Not surprisingly, WND’s board members are politically active in a variety of right-wing causes. In addition to Farah and his wife Elizabeth, the board includes Wayne Johnson, Norman Book, James Clark and Richard Botkin.

Johnson, who has been on WND’s board since 1999, is a Sacramento political consultant whose firm, according to TheRawStory, coordinated the campaign for California’s Proposition 8, which sought to outlaw same-sex marriage in that state. Until June 2002, he was a board member of the Chalcedon Foundation, a Christian Reconstructionist outfit and anti-gay hate group.

Book, who joined the board in 2008, is WND’s executive vice president of finance and technology. As an undergraduate at Stanford University, he co-founded The Stanford Review, which according to his LinkedIn profile was a conservative student weekly meant to “add balance to Stanford’s stifling liberal atmosphere.”

Clark, a board member since 1999, was difficult to track down. Based on the address he listed on WND’s tax form, he appears to be a recently departed lobbyist for the American Bankers Association (ABA). According to his LinkedIn profile, he served as ABA liaison to the American Legislative Exchange Council (ALEC), a controversial and highly secretive group of far-right state legislators and business lobbyists that writes and pushes model bills and is funded by the far-right Koch brothers. One of those ALEC-backed bills was the pro-gun “Stand Your Ground” law that authorities cited as their reason for not immediately recommending charges against George Zimmerman, the Florida man who shot and killed unarmed black teenager Trayvon Martin in February 2012.

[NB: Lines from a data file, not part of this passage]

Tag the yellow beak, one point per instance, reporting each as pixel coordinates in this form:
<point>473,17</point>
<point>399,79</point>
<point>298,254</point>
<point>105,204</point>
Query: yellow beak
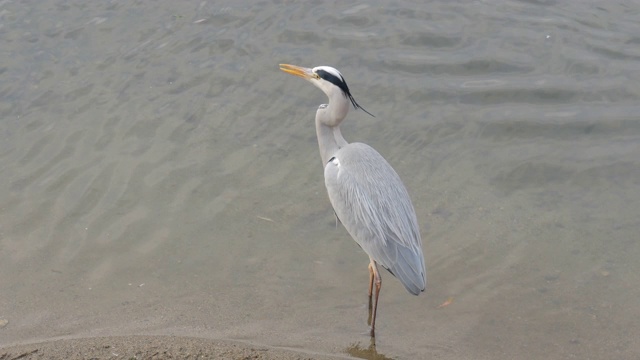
<point>304,73</point>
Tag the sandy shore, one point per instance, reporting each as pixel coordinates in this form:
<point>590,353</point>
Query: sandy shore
<point>148,347</point>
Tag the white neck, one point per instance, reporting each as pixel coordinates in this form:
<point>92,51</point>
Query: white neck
<point>328,119</point>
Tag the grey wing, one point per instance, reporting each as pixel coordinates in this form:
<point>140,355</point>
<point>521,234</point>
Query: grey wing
<point>373,205</point>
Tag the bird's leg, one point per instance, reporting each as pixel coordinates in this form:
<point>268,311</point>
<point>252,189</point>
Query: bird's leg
<point>371,276</point>
<point>378,280</point>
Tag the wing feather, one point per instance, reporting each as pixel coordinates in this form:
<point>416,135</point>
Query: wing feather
<point>374,206</point>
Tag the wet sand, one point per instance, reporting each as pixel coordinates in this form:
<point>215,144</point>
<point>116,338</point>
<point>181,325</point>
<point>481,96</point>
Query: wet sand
<point>149,347</point>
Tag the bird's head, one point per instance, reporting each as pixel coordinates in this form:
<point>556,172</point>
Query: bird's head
<point>328,79</point>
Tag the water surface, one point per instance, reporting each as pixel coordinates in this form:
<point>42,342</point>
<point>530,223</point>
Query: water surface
<point>160,175</point>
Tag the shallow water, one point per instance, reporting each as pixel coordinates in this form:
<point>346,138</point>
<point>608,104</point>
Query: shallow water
<point>160,175</point>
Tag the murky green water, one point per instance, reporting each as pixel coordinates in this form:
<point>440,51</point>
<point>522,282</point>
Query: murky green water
<point>160,175</point>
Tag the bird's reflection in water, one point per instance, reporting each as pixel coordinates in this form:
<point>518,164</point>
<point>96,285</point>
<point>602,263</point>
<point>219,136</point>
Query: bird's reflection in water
<point>369,353</point>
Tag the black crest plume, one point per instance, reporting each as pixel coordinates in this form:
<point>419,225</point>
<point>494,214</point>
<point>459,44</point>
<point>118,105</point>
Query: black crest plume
<point>342,84</point>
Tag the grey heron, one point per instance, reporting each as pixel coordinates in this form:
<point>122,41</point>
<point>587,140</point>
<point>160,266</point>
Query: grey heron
<point>367,195</point>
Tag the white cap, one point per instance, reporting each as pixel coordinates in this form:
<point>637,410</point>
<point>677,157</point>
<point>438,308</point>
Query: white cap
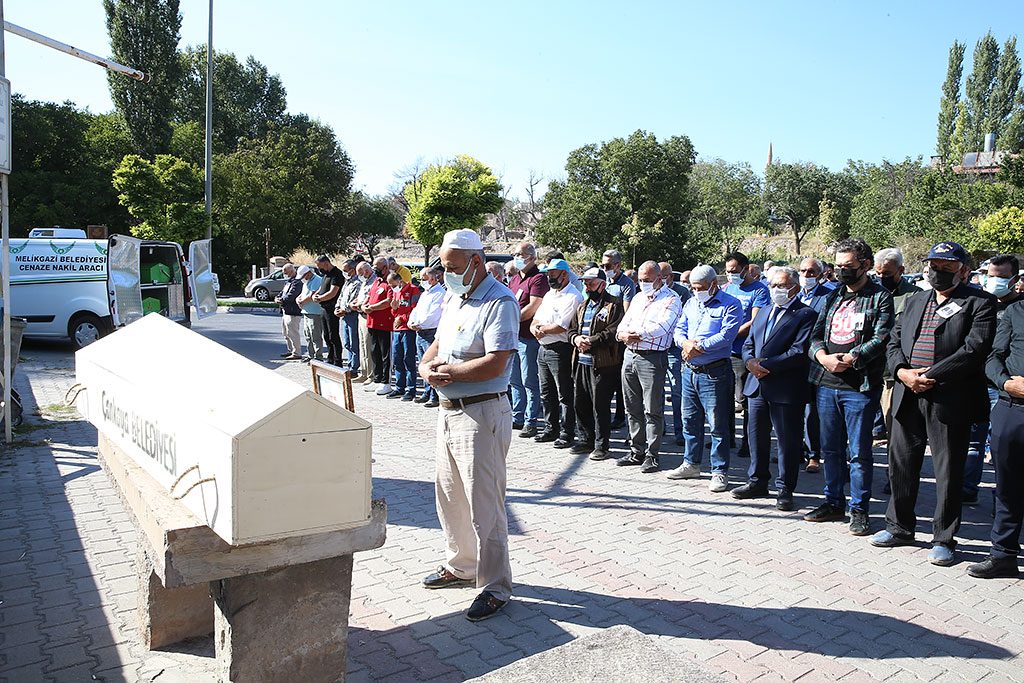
<point>466,239</point>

Least noteworthy is Botkin, a Sacramento-area financial advisor and former Marine who has been on the board since 1999 and is an occasional contributor to conservative candidates. According to ConWebWatch, he worked with Farah in 2004 during a short-lived effort to revive the Sacramento Union as a magazine. His book about the Vietnam War was published by WND.

From 2000 to 2002, the board also included Robert Beale, an MIT grad who made his money in computers, served as the Minnesota campaign manager for televangelist Pat Robertson’s 1988 presidential bid, and eventually came to sympathize with the radical antigovernment “sovereign citizens” movement. In 2008, Beale was convicted of tax evasion, conspiracy, and fleeing authorites, charges he attempted to evade first by hiding from the law and then by conspiring to intimidate the judge — who, he said, God had commanded him to “destroy” — by filing fraudulent liens and issuing fake “arrest warrants” against her.